I’ve said for a long time that the SEC website should be done either by a professional web development company (for which we need to pay commercial prices, and anything between £10,000 and £30,000 + VAT for what we need seems to me to be perfectly reasonable), or it should be done full-time by someone in-house — someone who understands both the SEC and the Web, and its various technologies. It simply does not do the website (or the Church for that matter) justice as a part-time venture, squeezed into an already tight working schedule and life.
That I haven’t finished the full site or documentation for it yet isn’t because I’ve not wanted to, it’s not that I’m not committed to either the Church or the Web, it’s because I have simply not had the time. But moving here (to Cellardyke), and setting up home as quickly as we have, and having such a wonderfully relaxing and pleasant working environment has meant that I’ve been able to devote a lot of time to working on writing up the documentation for the Website. If by “a lot of time” you understand to mean “between 4pm and 2am each day”.
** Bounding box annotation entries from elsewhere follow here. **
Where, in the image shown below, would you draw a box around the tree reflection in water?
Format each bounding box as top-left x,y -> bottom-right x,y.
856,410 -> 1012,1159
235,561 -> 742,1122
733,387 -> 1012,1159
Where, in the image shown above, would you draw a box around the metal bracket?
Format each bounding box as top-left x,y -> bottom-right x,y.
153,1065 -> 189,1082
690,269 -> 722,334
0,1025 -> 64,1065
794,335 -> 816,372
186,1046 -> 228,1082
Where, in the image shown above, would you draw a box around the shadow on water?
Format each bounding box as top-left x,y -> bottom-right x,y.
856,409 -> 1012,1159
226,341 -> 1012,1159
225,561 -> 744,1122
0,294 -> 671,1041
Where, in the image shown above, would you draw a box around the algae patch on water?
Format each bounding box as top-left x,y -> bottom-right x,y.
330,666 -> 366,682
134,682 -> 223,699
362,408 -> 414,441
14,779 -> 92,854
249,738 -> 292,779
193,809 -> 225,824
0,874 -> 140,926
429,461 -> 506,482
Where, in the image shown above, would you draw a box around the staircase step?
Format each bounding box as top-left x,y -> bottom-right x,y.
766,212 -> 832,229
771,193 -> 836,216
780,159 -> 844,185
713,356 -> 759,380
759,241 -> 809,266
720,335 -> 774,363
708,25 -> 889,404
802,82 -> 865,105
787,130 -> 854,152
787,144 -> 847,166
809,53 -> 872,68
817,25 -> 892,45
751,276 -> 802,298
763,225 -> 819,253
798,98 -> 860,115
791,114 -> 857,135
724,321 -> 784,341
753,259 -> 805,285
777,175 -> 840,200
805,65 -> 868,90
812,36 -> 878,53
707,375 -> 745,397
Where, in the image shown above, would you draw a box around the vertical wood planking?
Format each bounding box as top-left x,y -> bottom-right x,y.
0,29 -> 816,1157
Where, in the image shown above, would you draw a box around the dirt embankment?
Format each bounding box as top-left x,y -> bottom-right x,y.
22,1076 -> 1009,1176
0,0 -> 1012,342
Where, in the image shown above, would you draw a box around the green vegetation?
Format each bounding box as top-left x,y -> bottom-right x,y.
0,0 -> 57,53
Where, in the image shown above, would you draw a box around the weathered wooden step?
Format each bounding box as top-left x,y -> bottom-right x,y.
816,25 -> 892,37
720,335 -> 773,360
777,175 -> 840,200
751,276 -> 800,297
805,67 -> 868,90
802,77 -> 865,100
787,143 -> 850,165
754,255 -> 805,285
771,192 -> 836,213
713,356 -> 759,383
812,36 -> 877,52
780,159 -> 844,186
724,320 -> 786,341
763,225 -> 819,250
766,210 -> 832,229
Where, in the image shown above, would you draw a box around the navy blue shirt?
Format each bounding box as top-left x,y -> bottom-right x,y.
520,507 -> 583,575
That I lost the entire first draft of my WordPress manual in The Great Hard Drive Crash of September 2005 didn’t help matters. I was able to retrieve all the text from a backed-up PDF file, but then I’ve had to completely rewrite large chunks of the manual as it had begun life as a guide to WordPress 1.5, and we’re now using version 2.0.
Anyway … back to the manual. If by “back to the manual” you understand to mean “I’m off downstairs for a mid-morning snack”.